Friday, January 4, 2008

Anybody need a calendar?

Now that the holidays are over I find myself getting all the gifts in order and locating their proper place in my apartment. Okay, yes, I should have done this weeks ago. Nevertheless, I have just one thing left that is of no use to me. I appreciate the thought grandma but I really have no idea where to put a desk calender. Some of you might say, "Why not take it to work?" Well, No. You see, this specific calendar is "The Secret" themed and I fear if I read this self affirmation crap every day I might go crazy.

The first day reads something along the lines of:
Think happy thoughts every night before you go to bed and when you wake up every morning. Be thankful for your day whether it was good or bad. Eventually you will see improvement.

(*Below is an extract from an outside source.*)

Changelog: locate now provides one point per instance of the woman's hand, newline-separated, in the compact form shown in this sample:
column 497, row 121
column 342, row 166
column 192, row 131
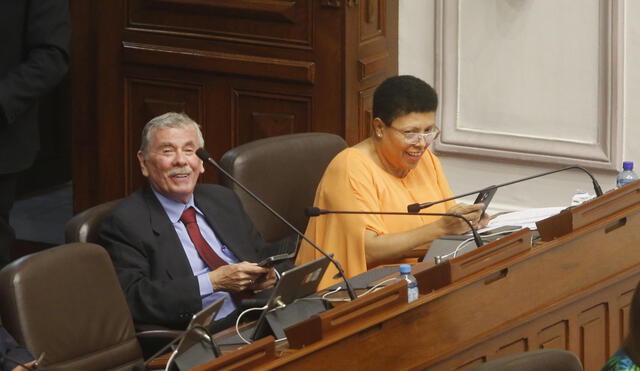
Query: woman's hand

Eventually I will become a zombie that talks to myself and whistles constantly. I've got a secret for you.. this isn't a freakin' secret. Why do people always fall for that? Yes, having a positive attitude and gaining confidence improves your life or at least your outlook on it. Thanks for the $30 enjoy the DVD. Don't forget to buy the book!

Thursday, January 3, 2008

Happy 2008 Y'all



Does anyone find the end of another year as depressing as I do? I never worry about getting older but when everybody stands staring at a clock talking about resolutions I start getting a little down on myself. It wasn't always this way but at this point in my life I'm wondering what I should attempt to accomplish this year. I don't think I did much last year and I'm feeling kind of useless. I don't much believe in resolutions so I'm making a list of goals for the year. I figure now is as good a time as any. In no particular order here goes:
1) Find a way to spend my working hours doing something that benefits society rather than something that drains it.
2) Go to Europe. (I'm keeping this vague.)
3) Get my physical and mental health in order. (I've been working on this one for awhile.)
4) Find my creative outlet(s).
5) Do something that makes me proud of me.
6) Find more friends like the ones I have because they are pretty f'n amazing.

I'm going to have to stop here. Don't get me wrong, I am very thankful for many things in my life. I am a blessed person with a wonderful support system. I guess I'm just disappointed in myself lately. It's most definitely time for change. A big change. I might as well start right now instead of blogging, huh?